Un récif corallien vaut cher. Très cher... 245 millions d’euros par an. Telle est la valeur économique annuelle, par exemple, des récifs coralliens, des herbiers et de la mangrove en Martinique. Il est prévu, à l’horizon 2013, de réaliser une telle étude sur l’ensemble des territoires d’Outremer dont la Guadeloupe. Cette richesse provient notamment du tourisme, de la pêche et de la protection des côtes qu’ils apportent. En Nouvelle-Calédonie, le montant tournerait autour de 300 millions d’euros.

« Sortir de l’affrontement entre les pro-exploitation et les pro-conservation »
Ce montant a été donné lors d’une conférence à l’Aquarium de la Porte Dorée, à Paris en début de semaine, intitulée « Quel avenir pour les récifs coralliens ? » , organisée dans le cadre de l’Année des outre-mers. La ministre chargée de l’Outre-mer, Marie-Luce Penchard, a rappelé que « les récifs coralliens permettent à 30 millions de personnes dans le monde de se nourrir. Ils sont un élément structurant de l’économie de plus de 100 pays tropicaux particulièrement les petits États et les territoires insulaires, à travers la pêche et le tourisme » .

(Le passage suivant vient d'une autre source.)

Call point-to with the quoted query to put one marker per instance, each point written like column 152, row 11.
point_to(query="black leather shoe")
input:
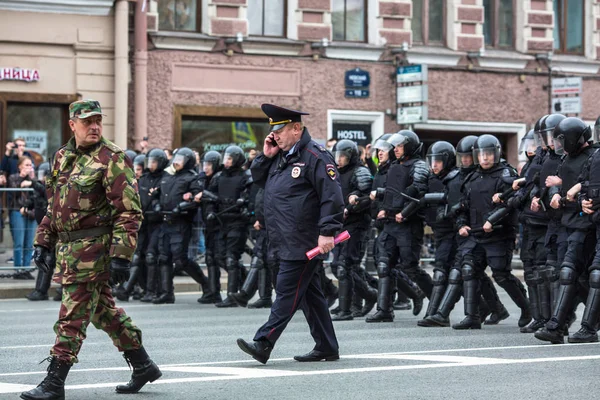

Nathalie Kosciusko-Morizet, ministre de l’Écologie, elle-aussi présente, a appelé à « sortir de l’affrontement entre les pro-exploitation et les pro-conservation pour trouver à marier les deux démarches car si l’exploitation aboutit à la destruction des massifs, c’est la mort de la poule aux oeufs d’or. Au bout du compte il n’y aura plus rien. Ni tourisme, ni activités économiques » .

La ministre veut que 2011 soit « l’année de l’extension des aires marines protégées » .

En Polynésie française, les deux tiers des îles son bâties sur un substrat corallien. L’atoll de Mururoa, qui a servi aux essais nucléaires souterrains français, risque l’effondrement. Au-delà de ce risque bien particulier, le ministre de l’Écologie polynésien Nicolas Bertholon, relève lui-aussi qu’il « faut continuer à être capable de développer notre économie tout en préservant notre environnement » . Les récifs des îles hautes sont les plus touchés car ils sont victimes du développement démographique, économique et industriel. Inconvénients auxquels il faut ajouter le réchauffement climatique et l’activité humaine mondiale.

Dans les Caraïbes, le CNRS et l’université des Antilles et de la Guyane mènent une réflexion sur la création d’un institut pour la conservation des récifs coralliens à l’échelle des petites Antilles.